I'm with you on the OTT cakes covered in extra biscuits/chocolates/sweets and shit OP. I feel the same about all the 'loaded' burgers and fries etc, why add a load of cream/bacon/cheese/fried onions etc to a perfectly decent meal?!

I'm not sure about really old fashioned cakes but my mum is really into baking (don't think I've ever been round and they haven't got some freshly baked cake available!) and these are some of my favourites that she's been baking since I was small (now late 30s).

  • moist ginger cake
  • Victoria sponge (preferably with cream and jam in the middle rather than buttercream)
  • banana cake or carrot cake with a cream cheese and icing sugar topping
  • Bakewell tart
  • not sure what it's called, but a moist coconut cake smothered in raspberry jam then covered in desiccated coconut- it's lovely 😍
  • lemon drizzle cake
  • chocolate cake with cream filling and ganache
  • fairy cakes and butterfly cakes
  • homemade apple pie with cream

I also love a good custard slice but it has to be from a proper Baker (sadly my mum never quite perfected this 😅 and Tesco versions are crap!).

In terms of savoury food, I love a good scotch egg but I can't make them myself and again, supermarket versions are generally dry and rubbish so it has to come from a good deli or bakes. Likewise pasties.

bevelino · 04/03/2024 19:23

Jennalong · 04/03/2024 16:38

Living in Wiltshire as a child Lardy Cakes were quite a thing obviously made with and oozing in lard .
Nowadays totally not seen as healthy and probably in todays palate , a bit grim.

From the same place you could also buy faggots hot from the oven ! Them were the days !😀

Edited

@Jennalong I was brought up in Wiltshire and loved lardy cake from Reeve the baker.

Therunecaster · 04/03/2024 19:28

AdaColeman · 04/03/2024 16:15

When I was a child bakeries used to sell a cake called Russian Slice, I think it was made with leftover sponge cake plus jam and rum essence, it usually was topped with feather glacé icing. A real taste of my childhood!
Gypsy tart was a popular school lunch pudding, they probably still have it in Kent.

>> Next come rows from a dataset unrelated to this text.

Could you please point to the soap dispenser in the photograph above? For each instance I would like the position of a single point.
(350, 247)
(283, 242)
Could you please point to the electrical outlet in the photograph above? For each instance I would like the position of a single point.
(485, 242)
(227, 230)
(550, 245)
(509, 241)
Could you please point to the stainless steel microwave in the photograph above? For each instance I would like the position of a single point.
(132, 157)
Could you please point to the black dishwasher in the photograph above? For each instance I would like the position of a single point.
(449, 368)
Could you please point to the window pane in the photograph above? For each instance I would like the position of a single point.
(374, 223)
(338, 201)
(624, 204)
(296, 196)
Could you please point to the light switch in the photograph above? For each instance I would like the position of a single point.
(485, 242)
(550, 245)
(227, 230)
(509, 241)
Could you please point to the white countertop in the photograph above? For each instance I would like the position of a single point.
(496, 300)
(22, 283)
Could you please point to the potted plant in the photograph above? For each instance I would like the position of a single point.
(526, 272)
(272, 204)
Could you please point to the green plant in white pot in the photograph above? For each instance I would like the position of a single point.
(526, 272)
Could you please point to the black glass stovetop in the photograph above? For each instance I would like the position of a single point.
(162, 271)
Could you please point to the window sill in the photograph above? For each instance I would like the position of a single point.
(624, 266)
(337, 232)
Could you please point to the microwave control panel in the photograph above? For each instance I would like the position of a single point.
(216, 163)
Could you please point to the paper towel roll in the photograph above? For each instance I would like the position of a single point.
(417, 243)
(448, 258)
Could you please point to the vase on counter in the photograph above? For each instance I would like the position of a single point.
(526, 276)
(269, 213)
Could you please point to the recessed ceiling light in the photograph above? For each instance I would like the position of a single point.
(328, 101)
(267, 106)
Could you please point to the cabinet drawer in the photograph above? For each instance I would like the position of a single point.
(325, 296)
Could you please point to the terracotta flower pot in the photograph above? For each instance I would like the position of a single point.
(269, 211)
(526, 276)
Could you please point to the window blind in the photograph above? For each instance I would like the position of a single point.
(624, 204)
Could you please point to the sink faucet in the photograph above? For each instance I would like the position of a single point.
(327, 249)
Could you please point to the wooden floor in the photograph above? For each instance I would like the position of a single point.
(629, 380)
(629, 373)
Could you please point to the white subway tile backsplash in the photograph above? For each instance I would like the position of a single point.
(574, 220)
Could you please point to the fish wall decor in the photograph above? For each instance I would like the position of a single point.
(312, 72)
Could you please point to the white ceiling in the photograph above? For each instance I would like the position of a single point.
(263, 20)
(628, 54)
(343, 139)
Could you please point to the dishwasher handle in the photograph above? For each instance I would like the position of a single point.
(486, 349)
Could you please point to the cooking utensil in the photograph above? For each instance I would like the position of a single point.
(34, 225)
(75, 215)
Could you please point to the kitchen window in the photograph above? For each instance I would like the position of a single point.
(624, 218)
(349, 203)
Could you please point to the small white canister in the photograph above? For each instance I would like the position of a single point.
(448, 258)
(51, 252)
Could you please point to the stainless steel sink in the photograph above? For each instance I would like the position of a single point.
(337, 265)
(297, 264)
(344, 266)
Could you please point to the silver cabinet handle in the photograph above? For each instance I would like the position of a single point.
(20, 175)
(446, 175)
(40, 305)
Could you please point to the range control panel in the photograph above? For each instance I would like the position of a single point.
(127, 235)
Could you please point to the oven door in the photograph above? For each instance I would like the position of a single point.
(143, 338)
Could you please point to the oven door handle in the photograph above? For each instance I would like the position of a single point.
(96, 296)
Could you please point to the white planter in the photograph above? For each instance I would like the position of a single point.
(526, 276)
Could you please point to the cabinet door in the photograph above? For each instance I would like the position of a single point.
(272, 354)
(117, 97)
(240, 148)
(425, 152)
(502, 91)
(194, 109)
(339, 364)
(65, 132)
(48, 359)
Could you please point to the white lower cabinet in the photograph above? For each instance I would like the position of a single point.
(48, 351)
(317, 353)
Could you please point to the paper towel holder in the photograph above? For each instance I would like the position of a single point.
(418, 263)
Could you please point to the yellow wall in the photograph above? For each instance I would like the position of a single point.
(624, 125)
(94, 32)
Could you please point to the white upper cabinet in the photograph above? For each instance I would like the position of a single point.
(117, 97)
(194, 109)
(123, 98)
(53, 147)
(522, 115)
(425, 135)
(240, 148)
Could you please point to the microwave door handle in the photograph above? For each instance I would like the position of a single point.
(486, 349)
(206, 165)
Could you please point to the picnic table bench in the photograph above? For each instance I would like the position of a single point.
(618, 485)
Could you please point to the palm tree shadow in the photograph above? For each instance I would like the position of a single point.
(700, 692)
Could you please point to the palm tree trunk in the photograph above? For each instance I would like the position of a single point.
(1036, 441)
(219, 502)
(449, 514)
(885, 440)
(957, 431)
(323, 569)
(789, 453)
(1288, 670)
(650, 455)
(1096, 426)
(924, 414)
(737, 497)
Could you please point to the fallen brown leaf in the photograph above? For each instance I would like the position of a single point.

For home made treats I often used to make treacle tart (actually made with golden syrup) or Bakewell tart, but I've not made them for many years now.

Oh a Russian slice. I loved them.

DBSFstupid · 04/03/2024 19:28

@Talipesmum I love that photo! You are so lucky to have this bakery, cherish it.
I have to go all the way to East Kent now to get my fix. (A cream slice with synthetic cream, Jam and icing!) It's such a shame that all these cakes are so difficult to find now. Independent Bakeries that have been bought out by the big boys, namely the monster that is Greggs which can hardly be called a Bakery.